MALAYSIA, which has seen its economic freedom ratings slip over the past decade, could be paying for it in lower gross domestic product (GDP) growth rates over the longer term, a prominent economist said yesterday. 

Wolfgang Kasper, professor emeritus at Australia’s University of New South Wales and a proponent of greater economic freedom that includes an open economy and free market with minimal restrictions and government intervention, coupled with secure private property rights, said it was time for Malaysia to study the situation and arrest the decline.  

“It’s never too late,” he said. 

Otherwise, he said, the country’s medium to long-term growth prospects could be less rosy than previously.  

Kasper was speaking to reporters after delivering a lecture at the Malaysian Institute of Economic Research in Kuala Lumpur. 

“Countries that have reached the level of income that Malaysia has find it very hard to have future economic growth and be attractive to international capital.  

“The only way to keep growing is to liberalise ? and work hard at creating more economic freedom,” he said. 

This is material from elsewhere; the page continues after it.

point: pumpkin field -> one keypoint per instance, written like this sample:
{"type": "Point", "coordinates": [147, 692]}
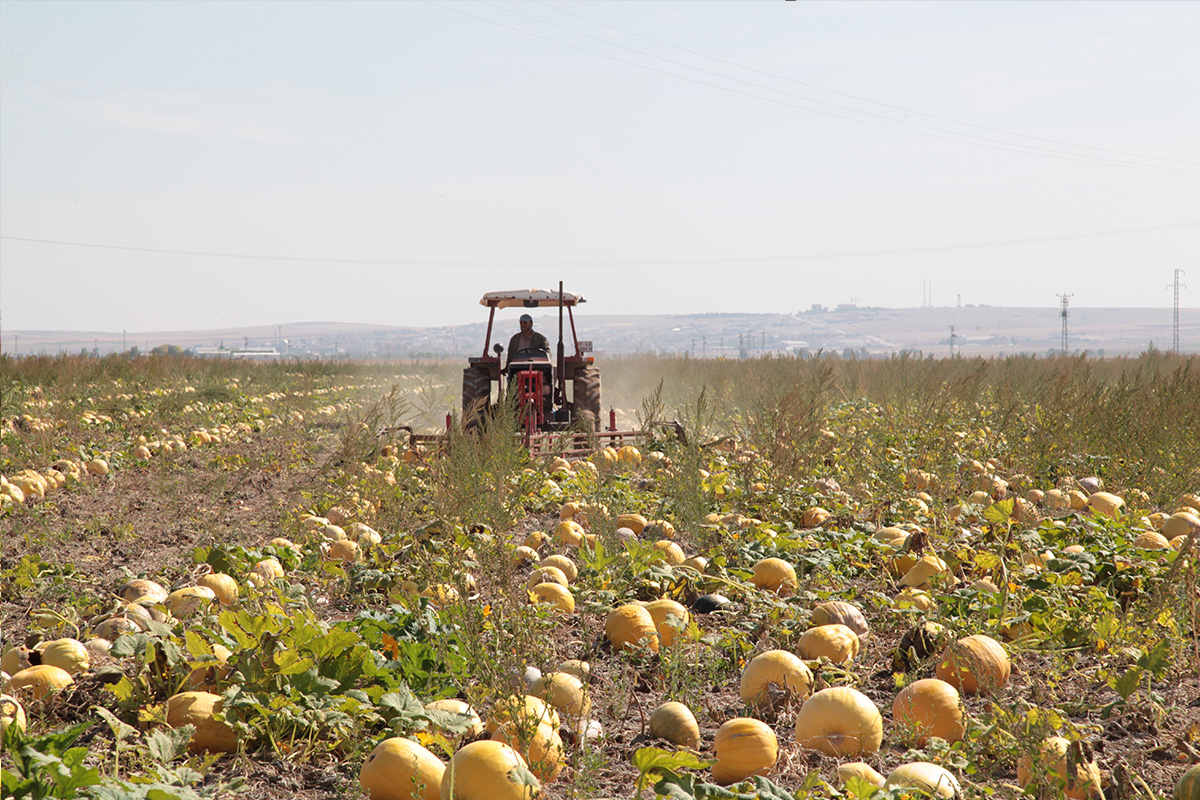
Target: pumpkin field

According to a recent Gwartney-Lawson study, Malaysia has become less free economically over the 11 years from 1990 to 2001. Its economic freedom ratings had slipped faster than Japan and Thailand and matched Indonesia’s fall of 0.9 points as among the worst performers. In contrast, Hong Kong, Singapore, Taiwan, South Korea and China had become economically free over the same period. 

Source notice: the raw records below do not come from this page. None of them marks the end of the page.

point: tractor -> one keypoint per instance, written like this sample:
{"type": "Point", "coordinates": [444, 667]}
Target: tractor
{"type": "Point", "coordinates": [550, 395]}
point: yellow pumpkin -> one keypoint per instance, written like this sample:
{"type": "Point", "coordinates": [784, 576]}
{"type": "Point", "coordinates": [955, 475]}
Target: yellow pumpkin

A Heritage Foundation report recently has also reaffirmed Malaysia’s poorer showing in the economic freedom indices. 

Kasper said economic freedom measures were often positively correlated with per-capita income, real GDP growth rates and eradication of poverty, and hence a good gauge of how the economy would perform in the future. 

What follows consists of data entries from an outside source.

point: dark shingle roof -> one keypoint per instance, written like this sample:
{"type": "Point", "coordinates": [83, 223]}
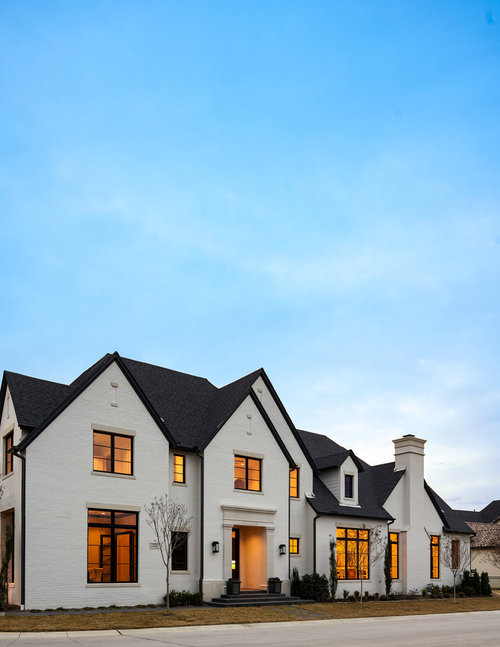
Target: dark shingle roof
{"type": "Point", "coordinates": [487, 535]}
{"type": "Point", "coordinates": [452, 521]}
{"type": "Point", "coordinates": [324, 502]}
{"type": "Point", "coordinates": [34, 399]}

He said that countries which had protected private property rights, fostered free markets and ensured the equality of all citizens before the law had invariably achieved good economic growth.  

Governments, he said, should a play the role of the enabler, and be “pro-competition” – which gives a level playing field for all.  

Heavy bureaucratic regulation, meanwhile, should be minimised, he said. Quoting a study, Kasper said “85% of the differences in material living standards between the richest and poorest countries on earth can be ‘explained’ by differences in measures of economic and political freedom”.